Guillermo del Toro made surprise appearance at this week's Comic-Con convention in San Diego announcing his involvement in Walt Disney's planned reboot of THE HAUNTED MANSION. THE HAUNTED MANSION reboot, like its 2003 Rob Minkoff directed predecessor, will be based on the Disney theme park attraction. In that sense it extends the studio's continued reliance on branded concept feature films (Pirates of the Caribbean, The Sorcerer's Apprentice). Minkoff's version of The Haunted Mansion cost $90 million and underwhelmed by attracting negative reviews and grossing less than it cost to produce. As we're living through a time where feature films in general are bereft of original ideas, it comes as no surprise Disney will be remaking THE HAUNTED MANSION only eight years after Minkoff's turgid interpretation. What is surprising is Guillermo del Toro's involvement with the feature as I have always thought him a cinematic trailblazer who would shun the prospect of making a movie that is so obviously an exercise in promoting Disney's sideshow ride, while also eschewing the risk of producing original works not based on preconceived gimmicks. Guillermo del Toro renounced the opportunity to direct THE HOBBIT, therefore (even though he hasn't yet signed on to direct THE HAUNTED MANSION reboot officially and may only just write and produce) it's bemusing he hasn't chosen to make a movie that's atypical of what's largely on offer in a conventional sense.

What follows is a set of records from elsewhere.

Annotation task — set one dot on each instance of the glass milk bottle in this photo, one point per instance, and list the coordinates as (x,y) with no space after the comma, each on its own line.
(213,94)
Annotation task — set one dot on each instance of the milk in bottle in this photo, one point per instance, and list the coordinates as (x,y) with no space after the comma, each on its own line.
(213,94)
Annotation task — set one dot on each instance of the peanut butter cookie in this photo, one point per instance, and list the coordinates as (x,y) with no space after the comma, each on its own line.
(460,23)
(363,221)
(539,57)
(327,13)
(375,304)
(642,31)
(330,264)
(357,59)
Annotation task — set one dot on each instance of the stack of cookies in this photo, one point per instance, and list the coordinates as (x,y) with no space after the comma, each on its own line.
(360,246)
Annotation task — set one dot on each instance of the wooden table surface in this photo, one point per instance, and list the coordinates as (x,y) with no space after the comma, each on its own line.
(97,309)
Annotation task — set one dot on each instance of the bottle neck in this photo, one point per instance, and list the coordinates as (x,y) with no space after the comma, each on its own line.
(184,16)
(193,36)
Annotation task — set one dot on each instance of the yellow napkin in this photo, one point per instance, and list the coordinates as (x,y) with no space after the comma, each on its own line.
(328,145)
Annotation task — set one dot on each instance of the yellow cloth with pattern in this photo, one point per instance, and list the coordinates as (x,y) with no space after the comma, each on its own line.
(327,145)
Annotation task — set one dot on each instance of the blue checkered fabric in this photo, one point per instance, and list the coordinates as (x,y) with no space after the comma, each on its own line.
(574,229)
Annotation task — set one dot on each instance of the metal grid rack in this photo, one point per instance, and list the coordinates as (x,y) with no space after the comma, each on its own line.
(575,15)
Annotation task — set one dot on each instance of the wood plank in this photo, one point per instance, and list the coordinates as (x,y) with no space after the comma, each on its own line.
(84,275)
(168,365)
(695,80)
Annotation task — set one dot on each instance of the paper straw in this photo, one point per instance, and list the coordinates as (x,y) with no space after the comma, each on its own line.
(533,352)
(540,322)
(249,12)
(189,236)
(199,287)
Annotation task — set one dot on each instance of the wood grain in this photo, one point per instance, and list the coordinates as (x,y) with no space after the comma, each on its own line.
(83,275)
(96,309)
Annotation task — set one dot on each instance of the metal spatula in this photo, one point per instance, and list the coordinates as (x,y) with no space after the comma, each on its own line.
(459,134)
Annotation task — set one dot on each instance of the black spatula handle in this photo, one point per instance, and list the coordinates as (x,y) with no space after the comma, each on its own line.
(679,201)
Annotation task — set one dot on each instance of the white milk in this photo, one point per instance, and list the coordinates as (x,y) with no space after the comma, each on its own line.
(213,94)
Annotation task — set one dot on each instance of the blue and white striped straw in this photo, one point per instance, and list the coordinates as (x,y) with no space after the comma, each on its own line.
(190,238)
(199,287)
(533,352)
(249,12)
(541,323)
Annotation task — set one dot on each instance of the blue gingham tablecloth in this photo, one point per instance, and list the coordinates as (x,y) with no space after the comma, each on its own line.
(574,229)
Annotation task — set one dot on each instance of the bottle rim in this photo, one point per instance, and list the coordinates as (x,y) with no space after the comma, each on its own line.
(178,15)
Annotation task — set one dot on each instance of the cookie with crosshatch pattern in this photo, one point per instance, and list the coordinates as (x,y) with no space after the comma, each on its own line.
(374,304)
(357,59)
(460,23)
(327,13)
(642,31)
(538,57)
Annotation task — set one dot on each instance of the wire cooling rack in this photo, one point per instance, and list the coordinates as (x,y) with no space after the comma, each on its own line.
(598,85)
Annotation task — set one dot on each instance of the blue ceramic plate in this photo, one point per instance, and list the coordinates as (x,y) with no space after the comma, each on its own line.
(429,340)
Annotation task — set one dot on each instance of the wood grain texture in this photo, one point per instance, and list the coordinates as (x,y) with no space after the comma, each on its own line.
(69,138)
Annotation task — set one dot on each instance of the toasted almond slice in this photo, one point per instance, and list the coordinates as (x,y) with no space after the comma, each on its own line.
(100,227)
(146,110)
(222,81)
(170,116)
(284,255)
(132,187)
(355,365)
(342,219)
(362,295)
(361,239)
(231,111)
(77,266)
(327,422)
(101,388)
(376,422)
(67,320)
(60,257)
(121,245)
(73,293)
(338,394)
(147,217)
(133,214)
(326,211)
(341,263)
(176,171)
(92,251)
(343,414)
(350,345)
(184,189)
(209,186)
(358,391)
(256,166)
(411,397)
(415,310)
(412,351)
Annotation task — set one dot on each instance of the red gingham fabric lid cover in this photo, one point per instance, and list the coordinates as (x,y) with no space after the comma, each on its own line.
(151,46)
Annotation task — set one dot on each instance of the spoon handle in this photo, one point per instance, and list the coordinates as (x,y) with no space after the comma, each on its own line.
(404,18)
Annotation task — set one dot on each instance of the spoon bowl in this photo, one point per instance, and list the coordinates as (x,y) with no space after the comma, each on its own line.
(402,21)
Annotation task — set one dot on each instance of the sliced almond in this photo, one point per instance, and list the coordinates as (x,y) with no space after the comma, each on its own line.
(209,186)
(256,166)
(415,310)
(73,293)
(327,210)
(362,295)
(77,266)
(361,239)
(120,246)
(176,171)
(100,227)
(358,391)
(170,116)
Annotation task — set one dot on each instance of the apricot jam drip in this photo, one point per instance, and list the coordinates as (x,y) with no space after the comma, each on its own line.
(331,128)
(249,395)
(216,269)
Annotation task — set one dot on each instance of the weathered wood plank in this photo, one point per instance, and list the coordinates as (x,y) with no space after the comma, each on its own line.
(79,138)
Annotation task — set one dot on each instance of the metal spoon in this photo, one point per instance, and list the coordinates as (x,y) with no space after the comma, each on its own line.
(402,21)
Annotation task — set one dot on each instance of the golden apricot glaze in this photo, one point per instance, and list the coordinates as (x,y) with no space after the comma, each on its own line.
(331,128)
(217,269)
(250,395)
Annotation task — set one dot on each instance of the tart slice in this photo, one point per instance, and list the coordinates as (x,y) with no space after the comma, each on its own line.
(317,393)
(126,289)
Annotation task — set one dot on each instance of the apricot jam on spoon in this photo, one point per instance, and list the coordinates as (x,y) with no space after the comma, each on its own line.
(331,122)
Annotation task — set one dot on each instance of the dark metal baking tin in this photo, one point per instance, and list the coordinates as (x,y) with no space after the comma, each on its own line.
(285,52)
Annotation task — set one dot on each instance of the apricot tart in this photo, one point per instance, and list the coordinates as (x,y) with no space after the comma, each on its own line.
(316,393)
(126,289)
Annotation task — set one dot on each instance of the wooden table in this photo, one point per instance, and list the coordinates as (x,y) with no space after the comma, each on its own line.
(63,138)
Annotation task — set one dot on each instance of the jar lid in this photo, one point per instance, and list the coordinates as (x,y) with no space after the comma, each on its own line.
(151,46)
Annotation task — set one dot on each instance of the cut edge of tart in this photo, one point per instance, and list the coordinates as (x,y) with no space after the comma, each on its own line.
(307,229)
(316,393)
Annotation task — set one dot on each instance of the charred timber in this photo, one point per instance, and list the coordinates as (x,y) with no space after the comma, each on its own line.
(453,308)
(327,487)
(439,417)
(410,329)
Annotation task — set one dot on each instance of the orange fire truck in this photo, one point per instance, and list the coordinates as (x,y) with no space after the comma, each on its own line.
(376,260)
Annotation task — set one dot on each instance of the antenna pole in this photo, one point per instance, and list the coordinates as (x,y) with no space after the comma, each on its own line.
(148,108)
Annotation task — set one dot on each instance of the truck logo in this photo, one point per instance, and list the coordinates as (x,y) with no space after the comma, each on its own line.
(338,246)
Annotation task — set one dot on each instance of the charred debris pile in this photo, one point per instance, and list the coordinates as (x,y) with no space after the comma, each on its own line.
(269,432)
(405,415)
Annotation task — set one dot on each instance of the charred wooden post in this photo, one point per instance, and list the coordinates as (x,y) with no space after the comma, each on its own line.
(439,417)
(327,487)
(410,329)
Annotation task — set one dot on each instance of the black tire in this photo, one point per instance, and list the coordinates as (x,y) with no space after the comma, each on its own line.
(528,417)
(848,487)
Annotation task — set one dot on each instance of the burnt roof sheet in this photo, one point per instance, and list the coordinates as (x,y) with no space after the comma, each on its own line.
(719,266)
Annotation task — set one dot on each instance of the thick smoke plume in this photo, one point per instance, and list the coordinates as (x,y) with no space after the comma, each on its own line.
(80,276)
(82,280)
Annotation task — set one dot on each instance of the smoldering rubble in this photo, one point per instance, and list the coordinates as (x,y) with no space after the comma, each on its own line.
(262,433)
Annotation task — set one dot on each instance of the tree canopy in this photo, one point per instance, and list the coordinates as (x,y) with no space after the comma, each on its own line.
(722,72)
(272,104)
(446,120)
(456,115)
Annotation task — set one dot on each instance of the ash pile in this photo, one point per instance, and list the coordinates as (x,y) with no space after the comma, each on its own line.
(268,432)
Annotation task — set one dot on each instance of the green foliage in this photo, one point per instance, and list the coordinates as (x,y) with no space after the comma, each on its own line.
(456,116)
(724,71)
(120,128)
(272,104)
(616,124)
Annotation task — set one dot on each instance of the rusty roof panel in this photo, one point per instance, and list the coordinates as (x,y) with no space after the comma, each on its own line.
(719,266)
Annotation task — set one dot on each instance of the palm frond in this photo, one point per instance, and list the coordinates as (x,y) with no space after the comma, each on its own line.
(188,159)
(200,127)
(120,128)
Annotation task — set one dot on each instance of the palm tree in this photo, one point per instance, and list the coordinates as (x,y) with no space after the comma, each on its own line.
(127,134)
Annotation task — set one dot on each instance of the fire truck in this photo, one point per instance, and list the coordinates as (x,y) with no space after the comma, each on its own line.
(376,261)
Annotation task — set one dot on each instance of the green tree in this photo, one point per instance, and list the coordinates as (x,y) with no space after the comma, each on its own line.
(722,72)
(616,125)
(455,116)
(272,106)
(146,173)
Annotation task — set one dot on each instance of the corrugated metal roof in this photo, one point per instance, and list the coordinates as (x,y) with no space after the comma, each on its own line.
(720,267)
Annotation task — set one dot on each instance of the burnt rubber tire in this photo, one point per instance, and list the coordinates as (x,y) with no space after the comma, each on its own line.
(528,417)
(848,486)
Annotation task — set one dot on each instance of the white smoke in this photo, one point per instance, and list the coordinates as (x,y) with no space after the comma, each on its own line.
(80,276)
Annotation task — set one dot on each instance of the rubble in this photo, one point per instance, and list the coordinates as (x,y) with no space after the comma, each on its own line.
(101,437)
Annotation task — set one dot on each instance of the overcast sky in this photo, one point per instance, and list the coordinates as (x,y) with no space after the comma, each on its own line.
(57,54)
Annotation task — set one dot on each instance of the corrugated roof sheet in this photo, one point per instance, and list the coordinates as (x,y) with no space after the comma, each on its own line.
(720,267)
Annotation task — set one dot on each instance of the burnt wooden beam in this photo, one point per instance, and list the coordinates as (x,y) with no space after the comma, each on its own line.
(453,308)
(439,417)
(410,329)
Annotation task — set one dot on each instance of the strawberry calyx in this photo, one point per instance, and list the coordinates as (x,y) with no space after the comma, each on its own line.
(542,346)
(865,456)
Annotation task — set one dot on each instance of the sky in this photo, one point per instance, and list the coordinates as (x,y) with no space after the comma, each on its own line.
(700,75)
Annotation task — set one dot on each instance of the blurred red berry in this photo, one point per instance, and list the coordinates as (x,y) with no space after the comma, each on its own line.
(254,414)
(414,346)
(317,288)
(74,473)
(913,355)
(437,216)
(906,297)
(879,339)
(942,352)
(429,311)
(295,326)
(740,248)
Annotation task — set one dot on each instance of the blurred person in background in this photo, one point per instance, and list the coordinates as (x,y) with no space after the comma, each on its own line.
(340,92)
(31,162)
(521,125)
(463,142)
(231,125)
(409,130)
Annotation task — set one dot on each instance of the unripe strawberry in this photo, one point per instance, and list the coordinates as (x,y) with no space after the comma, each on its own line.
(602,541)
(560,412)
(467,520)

Guillermo del Toro is a hugely talented filmmaker who is equally inventive visually as he is thematically. His movies are rich with ideas and subtext, constantly pushing notions of what can be achieved through the medium of horror. A problem I find with the current Guillermo del Toro brand is the way in which he's become attached to a multiplicity of projects without seeing them through to fruition. An example of this is Guillermo del Toro's long gestating adaptation of H.P. Lovecraft's 1931 novella AT THE MOUNTAINS OF MADNESS, which some people were hoping his surprise appearance at Comic-Con this week would finally confirm. It's a project the director has been developing since the 1990s, but remains merely a tantalising prospect than a tangible actuality. Guillermo del Toro said last month, "[AT THE MOUNTAINS OF MADNESS] is exactly the movie I would like to do; it would push buttons, and it's extreme in many areas. It's a hard R-rated, big production tentpole in the genre of horror." This statement alone makes me wonder why on earth Guillermo del Toro is wasting time on THE HAUNTED MANSION remake when he could try harder to get AT THE MOUNTAINS OF MADNESS rolling. I have talked in the past about how the horror genre has seriously lost its way with studios reluctant to greenlight horror projects as a result of tepid audience appetite for the slew of substandard products released over the last 5 years. Del Toro alludes to Hollywood's reluctance regarding the production of tentpole horror movies, the kind of which was big business in the 70s and 80s. Movies like The Exorcist, The Omen, Alien, The Shining and The Thing were expensive horror movies designed for adult consumption. They had sophisticated stories and presented mature characters in convincing ways; striving to negotiate the horror elements they're confronted with. The current understanding of commissioning executives in Hollywood is horror films are the realm of young audiences and that if the core demographic is shunning contemporary horror films then they're simply not worth making. That's a shame because the tentpole horror movies I've mentioned above were major releases and continue to be discussed for their creative brilliance.
NB- Since writing this post Universal and James Cameron, in a producing capacity, has announced they will be making AT THE MOUNTAINS OF MADNESS as Guillermo Del Toro next directorial feature. The movie will be shot in 3D. Guillermo's in talks with Tom Cruise for the lead role. Yes, it had everything to do with me.
The chance of AT THE MOUNTAINS OF MADNESS getting made is even slimmer now than what they were circa 1995 when Dreamworks acquired the project for Del Toro: although the director says, "[He]self-financed the designs and maquettes and everything [to do with the film]." It doesn't seem Universal Pictures, the new rights holders, were ever seriously interested in making AT THE MOUNTAINS OF MADNESS and was keener on a namesake association with Del Toro. It doesn't take a film genius to figure Guillermo Del Toro is a masterful director whose Spanish-language horror films like Cronos, The Devil's Backbones and Pan's Labyrinth demonstrates why Hollywood shouldn't shoehorn him into just manufacturing comic book/ fantasy fodder. If Hollywood really wants to revive its horror genre projects then they could do a lot worse than greenlighting AT THE MOUNTAINS OF MADNESS. Then again, perhaps Guillermo del Toro could help himself by not jumping from processed fantasy film to processed fantasy film.